In a moment, cane forgotten,

he stoops to fetch a fallen cup from the floor,

And hands it to me with a proud smile.”

 

Graceland is new to town and wasn’t aware of the poems until I pointed them out. But a seat away, Aubrum Cohen says he’s been reading them for years. He offers his impromptu interpretation of the poem.

“From what I’m gathering he started off as a brute, maybe with an attitude, and went from there with a kind heart, picked up a cup, and showed that there is kindness in everybody–that there’s not just brutality in each individual regardless of how they are. It’s just an inspiring poem,” Cohen says.

Cohen’s arms are spotted with tattoos and he wears a tattered winter cap that that barely reveals his eyes. He likes Poetry Omnibus.

“Not only does it help the people on the bus being able to read it, and maybe get some inspiration out of it, but it also helps the writers to maybe get some acknowledgement. It gives people hope,” Cohen says.

Anne Fuller will be one of those people giving hope. She is a poet and a bus rider. She wrote “Mushy,” which was selected to ride the buses in 2015. Fuller says she was inspired to write the piece specifically for this contest.

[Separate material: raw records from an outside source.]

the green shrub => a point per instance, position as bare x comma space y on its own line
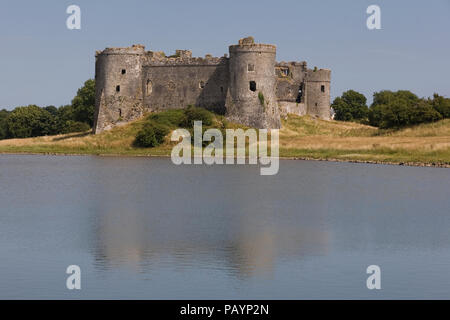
192, 114
351, 106
151, 135
30, 121
3, 128
74, 126
399, 109
146, 137
441, 105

“Often when I start to write a poem I’m thinking about what’s inside my own heart and my own head,” Fuller says. “But knowing it’s going to be on the bus, changes a little bit the reason for the poem.”

Fuller appreciates the contest’s accessibility.

“Not everybody is going to sell a volume of poetry and not everyone gets anthologized,” Fuller says.

But, since Poetry Omnibus started in 2006, hundreds of poets have had their work shown publicly to thousands of people.

“We get so many comments from the tourists and the people that ride the bus,” says Carol Race who has been involved since its inception. “I love having poetry in public places, I think it’s just grand.”

Race worked with the first organizer Kristen Hutchinson who was inspired by similar programs in London and New York. The word omnibus is at least a triple pun, including its definition as a collection of literary works, an old term for a horse-drawn enclosed bus, and its similarity to “on the bus.”

To hear the poems recited by their composers, or get information on how to submit to next year’s contest, go to the JACC at 6:30 tonight. Otherwise, they’ll be on the bus throughout the year.